Les Cendres du temps

aka Ashes of Time - 东邪西毒 | Hong Kong | 1994-2008 | Un film de Wong Kar-wai | Avec Leslie Cheung, Maggie Cheung, Tony Leung Chiu-wai, Tony Leung Ka-fai, Jacky Cheung, Brigitte Lin Ching-hsia, Charlie Young Choi-nei, Carina Lau, Bai Li

Je n’ai pas su garder celui que j’aimais à mes côtés.

De sa maison dans le désert, Feng sert d’intermédiaire entre des commanditaires et de fins bretteurs. Il y habite seul après une jeunesse passée à rechercher la gloire des armes. Délaissée, sa fiancée n’a pas attendu son retour et s’est mariée avec son frère. Chaque année à la même époque, il reçoit la visite d’un ami, Yaoshi, qui apporte cette fois un vin censé effacer la mémoire ; un cadeau qu’il a reçu d’une amie. Un homme fait appel aux services de Feng pour supprimer ce même ami, coupable de ne pas avoir tenu sa parole d’épouser sa sœur. Au cours de l’année qui s’écoule pendant le film, Feng fournit les services de plusieurs gens d’épée, qui ont comme point commun d’avoir des relations conflictuelles avec leur femme.

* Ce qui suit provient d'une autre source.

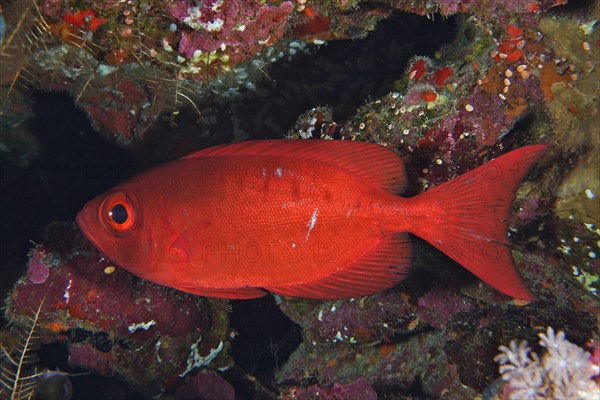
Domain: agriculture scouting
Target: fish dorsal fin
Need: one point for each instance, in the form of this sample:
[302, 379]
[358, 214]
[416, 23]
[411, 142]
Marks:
[377, 165]
[380, 268]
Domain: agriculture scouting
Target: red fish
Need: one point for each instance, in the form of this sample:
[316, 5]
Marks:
[303, 218]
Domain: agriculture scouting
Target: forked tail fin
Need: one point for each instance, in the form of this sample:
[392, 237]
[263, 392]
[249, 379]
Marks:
[468, 218]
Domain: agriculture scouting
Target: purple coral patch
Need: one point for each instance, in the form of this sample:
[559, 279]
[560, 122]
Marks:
[37, 271]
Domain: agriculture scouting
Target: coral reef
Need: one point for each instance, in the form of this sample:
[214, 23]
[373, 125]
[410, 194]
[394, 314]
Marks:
[565, 371]
[519, 72]
[111, 321]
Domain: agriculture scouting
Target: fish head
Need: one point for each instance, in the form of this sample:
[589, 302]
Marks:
[114, 223]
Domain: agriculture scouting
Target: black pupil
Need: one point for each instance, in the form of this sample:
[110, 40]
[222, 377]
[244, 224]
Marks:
[119, 213]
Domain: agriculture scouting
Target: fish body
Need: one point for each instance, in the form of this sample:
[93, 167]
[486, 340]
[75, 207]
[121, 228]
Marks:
[316, 219]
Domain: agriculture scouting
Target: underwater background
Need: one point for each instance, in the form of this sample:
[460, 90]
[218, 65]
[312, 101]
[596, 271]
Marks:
[93, 92]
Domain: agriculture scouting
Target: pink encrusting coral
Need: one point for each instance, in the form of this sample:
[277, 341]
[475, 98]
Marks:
[565, 370]
[243, 27]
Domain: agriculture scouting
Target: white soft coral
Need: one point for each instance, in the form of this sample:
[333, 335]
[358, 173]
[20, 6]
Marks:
[565, 371]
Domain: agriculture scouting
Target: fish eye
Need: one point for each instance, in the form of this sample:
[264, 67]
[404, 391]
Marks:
[118, 213]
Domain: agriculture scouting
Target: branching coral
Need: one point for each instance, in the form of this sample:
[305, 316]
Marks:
[565, 371]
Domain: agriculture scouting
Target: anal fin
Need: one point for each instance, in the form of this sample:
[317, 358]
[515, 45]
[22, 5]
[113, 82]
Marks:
[227, 293]
[380, 268]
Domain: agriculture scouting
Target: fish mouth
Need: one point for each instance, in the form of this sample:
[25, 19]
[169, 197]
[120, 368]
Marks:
[84, 227]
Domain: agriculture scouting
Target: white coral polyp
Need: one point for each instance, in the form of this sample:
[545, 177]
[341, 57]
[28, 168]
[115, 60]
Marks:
[565, 370]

De ma première vision des Cendres du temps à sa sortie, j’étais ressorti avec une impression mitigée. Comme la plupart des spectateurs, j’avais éprouvé beaucoup de mal à identifier les personnages du film. Ce défaut n’a pas été corrigé dans Les Cendres du temps Redux qui posera le même problème aux spectateurs le voyant pour la première fois sans connaitre les acteurs.

De même, 19 années plus tard ce film reste une tuerie sur le plan visuel. Mieux, il est désormais possible de l’admirer dans toute sa splendeur. Dans Redux, les couleurs ont connu un bain de jouvence par rapport à la version précédente. Le jaune désert (souvent trop criard à mon goût), déjà couleur dominante, occupe désormais toute sa place et le reste de la palette du duo Christopher Doyle - Wong Kar-wai bénéficie d’un contraste rehaussé.

Si King Hu transposait dans Raining in the Mountain la calligraphie au cinéma, les mouvements de caméra remplaçant ceux du pinceau, WKW fait basculer le Wu Xia Pian du côté de l’art abstrait. Lorsque Wong Kar-wai et son acolyte Christopher Doyle filment le combat marquant l’entrée en scène du personnage joué par Jackie Cheung - l’un des plus beaux du film - ils semblent projeter des couleurs sur l’écran comme le faisait Jackson Pollock sur sa toile. Cet affrontement à l’image filée illustre la principale qualité du bretteur, sa vitesse, comme le percevra le spectateur, mis dans la situation de Tony Leung lors de son ultime bataille. Les combats me semblent plus réussis que dans mon souvenir. Sans doute parce qu’entre temps, les montages épileptiques sont devenus la norme pour les combats, au point d’en rendre illisibles un bon nombre.

De même, comme un peintre qui applique différentes couleurs et plusieurs couches de peinture pour aboutir à la texture voulue, le réalisateur hongkongais joue avec le grain de sa pellicule, avec différentes vitesses de ralenti...

En discutant du film il y a quelques années, Akatomy avait lancé l’idée que la confusion qui fait prendre un personnage pour un autre, entretenue notamment par leurs vêtements similaires, était voulue par Wong Kar-wai.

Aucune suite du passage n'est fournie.